Au moment d’enregistrer une poursuite bâillon de plus, il nous faut toutefois remarquer son originalité. C’est en effet la première fois qu’un sondeur engage une telle poursuite contre un universitaire. Du moins directement. Nous connaissions les plaintes des partenaires des sondeurs : ceux qui leur font des commandes régulières. Ainsi ai-je été moi-même poursuivi par un commanditaire de l’Élysée sous la présidence de M. Nicolas Sarkozy, en la personne de M. Patrick Buisson, puis par la société Fiducial, partenaire de l’IFOP dans un rolling poll publié par le JDD. Dans le deuxième procès, le président du tribunal ne cacha pas son étonnement qu’à la suite d’un article intitulé « La deuxième mort de l’IFOP », ce soit le commanditaire qui me poursuive en diffamation et non le sondeur que j’avais sévèrement critiqué. En cette occasion, le terme de « poursuite bâillon » avait été repris pas le jugement. À ma connaissance et à ma grande satisfaction, ce fut alors la première fois (2).

Lire aussi Pierre Bourdieu, « La fabrique des débats publics », Le Monde diplomatique, janvier 2012.

Comme si l’écart économique entre l’entreprise qui assigne en diffamation et le particulier qu’elle fait mettre en examen ne suffisait pas, il s’ajoute une asymétrie fondamentale entre ce qui est possible et même banal pour une entreprise et impossible pour un scientifique. Il ne suffit pas de s’indigner d’une nouvelle attaque contre la liberté d’expression et des ennuis causés à un universitaire qui n’a fait que son métier, et avec compétence. La confrontation n’est pas seulement inégale mais truquée entre une entreprise marchande de production de connaissances (les « instituts de sondages ») et un producteur individuel non marchand de connaissances (un universitaire). Ce dernier ne peut se placer sur le même plan que les premiers : en aucun cas, les tribunaux ne peuvent établir une vérité scientifique. Un chercheur peut-il exhiber un jugement de tribunal pour prouver qu’il a raison ? Par contre, c’est bien sa compétence voire sa morale qui sera mise en cause en cas de jugement défavorable. L’entreprise commerciale ne risque pas grand-chose sinon un peu d’argent puisque même défaite judiciairement, elle n’est pas jugée au regard de la morale mais de ses intérêts. Et si elle l’emporte…

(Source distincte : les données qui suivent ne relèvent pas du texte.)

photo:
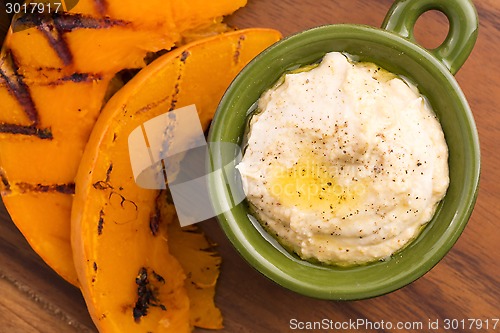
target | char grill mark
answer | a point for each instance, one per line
(41, 133)
(55, 25)
(17, 87)
(43, 188)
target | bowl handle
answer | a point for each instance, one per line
(462, 34)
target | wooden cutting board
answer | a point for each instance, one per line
(463, 287)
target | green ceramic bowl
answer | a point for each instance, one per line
(394, 48)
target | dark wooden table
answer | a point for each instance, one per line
(465, 285)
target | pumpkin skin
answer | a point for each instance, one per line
(118, 228)
(54, 79)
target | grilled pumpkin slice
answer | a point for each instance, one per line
(55, 74)
(117, 231)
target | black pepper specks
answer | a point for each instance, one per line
(147, 294)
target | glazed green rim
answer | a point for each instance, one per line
(337, 283)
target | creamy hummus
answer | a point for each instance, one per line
(345, 163)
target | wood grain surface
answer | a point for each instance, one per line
(464, 285)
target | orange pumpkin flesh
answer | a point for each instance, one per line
(119, 229)
(54, 77)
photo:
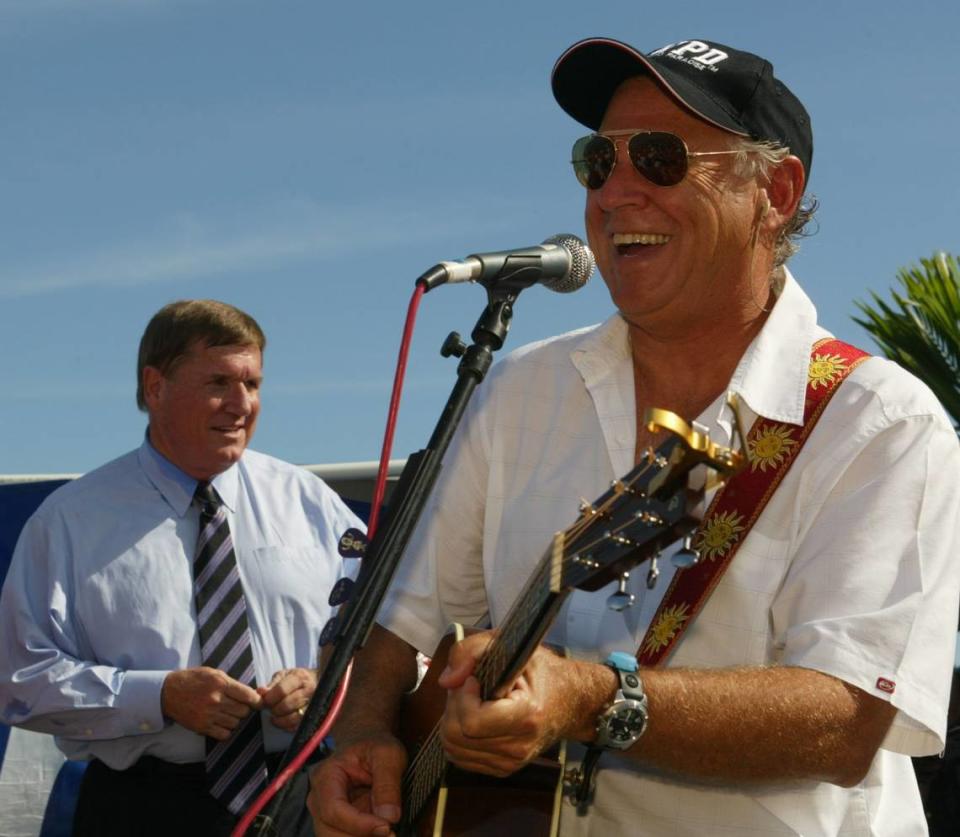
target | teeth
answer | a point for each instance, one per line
(619, 239)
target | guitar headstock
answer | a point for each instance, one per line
(647, 509)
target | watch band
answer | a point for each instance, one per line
(622, 723)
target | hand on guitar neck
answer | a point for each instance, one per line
(553, 698)
(357, 790)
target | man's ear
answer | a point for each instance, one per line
(784, 191)
(153, 381)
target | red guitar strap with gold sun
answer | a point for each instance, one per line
(772, 448)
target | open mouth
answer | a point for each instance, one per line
(632, 243)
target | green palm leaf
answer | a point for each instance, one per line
(920, 329)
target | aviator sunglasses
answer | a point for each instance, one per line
(660, 157)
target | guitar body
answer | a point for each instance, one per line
(650, 507)
(528, 802)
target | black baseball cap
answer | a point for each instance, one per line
(732, 89)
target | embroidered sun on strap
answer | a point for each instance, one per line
(772, 447)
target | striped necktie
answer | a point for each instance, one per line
(236, 768)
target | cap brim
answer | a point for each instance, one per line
(587, 75)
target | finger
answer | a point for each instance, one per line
(463, 659)
(241, 693)
(233, 709)
(286, 685)
(330, 806)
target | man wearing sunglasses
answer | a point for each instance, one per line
(820, 661)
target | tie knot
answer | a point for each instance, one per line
(206, 498)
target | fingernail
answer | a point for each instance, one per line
(388, 812)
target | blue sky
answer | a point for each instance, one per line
(308, 160)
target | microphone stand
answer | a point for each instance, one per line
(348, 630)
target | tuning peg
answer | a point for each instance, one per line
(654, 572)
(686, 556)
(622, 599)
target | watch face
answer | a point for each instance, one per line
(627, 722)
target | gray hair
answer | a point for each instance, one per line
(755, 159)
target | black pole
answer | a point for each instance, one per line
(348, 630)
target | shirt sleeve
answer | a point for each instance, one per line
(46, 684)
(871, 595)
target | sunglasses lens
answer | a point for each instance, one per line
(660, 157)
(593, 159)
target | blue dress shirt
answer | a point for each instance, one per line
(98, 606)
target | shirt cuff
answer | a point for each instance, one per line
(139, 701)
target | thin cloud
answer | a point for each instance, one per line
(37, 8)
(193, 248)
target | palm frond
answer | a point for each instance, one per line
(920, 329)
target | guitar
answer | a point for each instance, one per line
(649, 508)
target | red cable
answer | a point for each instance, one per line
(379, 490)
(381, 483)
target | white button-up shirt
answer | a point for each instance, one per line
(850, 569)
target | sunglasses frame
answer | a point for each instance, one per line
(630, 134)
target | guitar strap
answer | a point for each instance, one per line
(772, 447)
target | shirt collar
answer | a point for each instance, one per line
(771, 377)
(178, 488)
(602, 350)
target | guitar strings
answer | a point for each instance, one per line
(427, 765)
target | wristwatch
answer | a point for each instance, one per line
(622, 723)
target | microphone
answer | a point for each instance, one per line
(563, 263)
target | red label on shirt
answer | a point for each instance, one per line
(885, 685)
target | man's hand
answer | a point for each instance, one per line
(553, 698)
(287, 695)
(357, 790)
(206, 700)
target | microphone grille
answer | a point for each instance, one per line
(581, 264)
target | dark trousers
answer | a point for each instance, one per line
(155, 797)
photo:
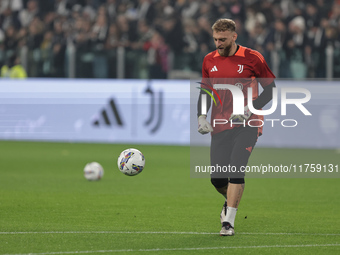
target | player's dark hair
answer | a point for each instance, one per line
(222, 25)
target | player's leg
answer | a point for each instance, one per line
(220, 152)
(243, 143)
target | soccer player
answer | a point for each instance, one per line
(232, 142)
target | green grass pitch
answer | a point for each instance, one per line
(48, 207)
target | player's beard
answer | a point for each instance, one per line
(226, 51)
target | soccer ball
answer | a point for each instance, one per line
(131, 162)
(93, 171)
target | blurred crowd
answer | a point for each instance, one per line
(156, 37)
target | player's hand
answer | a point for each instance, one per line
(204, 126)
(241, 117)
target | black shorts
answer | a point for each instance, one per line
(230, 151)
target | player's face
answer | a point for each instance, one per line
(224, 41)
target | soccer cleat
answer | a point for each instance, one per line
(223, 212)
(227, 229)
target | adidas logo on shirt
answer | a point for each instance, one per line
(214, 69)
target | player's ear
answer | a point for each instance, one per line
(234, 36)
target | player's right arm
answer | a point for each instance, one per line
(203, 104)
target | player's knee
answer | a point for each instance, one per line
(219, 182)
(237, 180)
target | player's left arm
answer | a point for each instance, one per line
(268, 84)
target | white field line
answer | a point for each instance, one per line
(160, 232)
(182, 249)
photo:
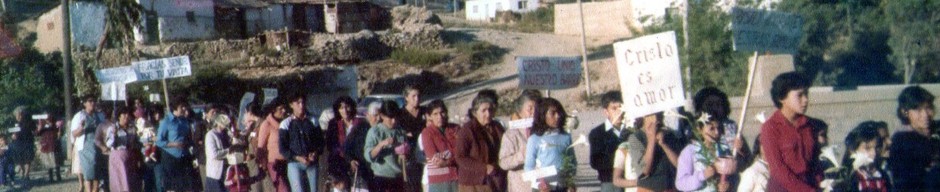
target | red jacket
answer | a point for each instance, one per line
(476, 147)
(434, 142)
(790, 152)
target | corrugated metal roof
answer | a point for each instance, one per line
(241, 3)
(315, 1)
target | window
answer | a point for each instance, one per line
(191, 16)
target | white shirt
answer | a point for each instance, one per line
(77, 123)
(755, 177)
(608, 126)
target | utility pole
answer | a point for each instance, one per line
(685, 43)
(67, 58)
(587, 71)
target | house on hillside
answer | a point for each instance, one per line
(337, 16)
(177, 20)
(87, 27)
(181, 20)
(236, 19)
(485, 10)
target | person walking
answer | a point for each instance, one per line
(301, 141)
(121, 144)
(174, 138)
(83, 127)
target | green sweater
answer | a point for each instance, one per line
(386, 163)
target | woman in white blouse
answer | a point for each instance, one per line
(217, 145)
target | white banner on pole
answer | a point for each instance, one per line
(123, 74)
(762, 30)
(246, 99)
(269, 95)
(164, 68)
(549, 72)
(114, 91)
(650, 76)
(155, 97)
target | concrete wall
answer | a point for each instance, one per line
(842, 110)
(485, 10)
(268, 18)
(608, 18)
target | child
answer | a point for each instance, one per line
(859, 171)
(700, 165)
(755, 177)
(237, 177)
(49, 135)
(548, 146)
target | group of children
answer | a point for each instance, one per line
(791, 153)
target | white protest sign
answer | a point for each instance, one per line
(154, 97)
(521, 123)
(114, 91)
(123, 74)
(246, 99)
(165, 68)
(40, 117)
(650, 76)
(549, 72)
(539, 173)
(269, 95)
(762, 30)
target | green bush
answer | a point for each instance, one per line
(540, 20)
(417, 57)
(480, 52)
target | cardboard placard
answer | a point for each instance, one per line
(650, 75)
(549, 72)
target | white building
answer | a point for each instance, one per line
(485, 10)
(650, 11)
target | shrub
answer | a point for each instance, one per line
(417, 57)
(480, 52)
(540, 20)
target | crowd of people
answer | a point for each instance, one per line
(408, 147)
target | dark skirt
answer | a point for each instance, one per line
(179, 173)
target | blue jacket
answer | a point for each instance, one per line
(174, 129)
(300, 137)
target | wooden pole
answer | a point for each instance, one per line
(747, 98)
(587, 77)
(66, 59)
(166, 96)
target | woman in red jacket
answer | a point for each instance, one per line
(438, 138)
(477, 147)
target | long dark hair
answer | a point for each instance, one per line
(539, 126)
(344, 100)
(864, 132)
(477, 102)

Une autre nouveauté risque de passer d’autant plus inaperçue qu’elle ne figure pas dans la plainte. Significativement, celle-ci ne mentionne pas le journal et le journaliste auteur de l’article qui cite le chercheur. Par souci de ménager un quotidien aussi influent que Le Monde ? L’usage et la logique voudraient que la plainte en diffamation vise indissociablement l’accusé et l’organe de presse diffuseur. Car un propos n’est diffamatoire que parce qu’il est public. Prononcé en privé, il n’est pas passible de la loi. C’est donc la publication dans l’organe de presse qui constitue la diffamation. La plainte est-elle seulement recevable ? Si oui, cela aurait des implications graves et ironiques sur l’écriture de presse. Les journalistes font en effet communément appel à des spécialistes des questions qu’ils traitent. Ceux-ci font souvent preuve de prudence afin d’éviter les ennuis, et les journalistes le sont avec eux. Si le sort du journal était dissocié de celui du spécialiste, il faudrait, dans les cas où ils pourraient être pris à partie, se ranger à la solution habituelle de dissimuler les identités des personnes. Ainsi lirait-on, en empruntant au genre du reportage, que « Devant ce sondage, René (son prénom a été modifié), professeur de science politique, estime qu’il faut demeurer très prudent ». Autre option : que les « spécialistes » se taisent.

Alain Garrigou

(1Sandrine Cassini, « Face à la concurrence, CNews fait le pari d’une parole décomplexée », Le Monde, 11 septembre 2020.

(2Lire aussi « Un effet vertueux de l’Opiniongate », 8 septembre 2011.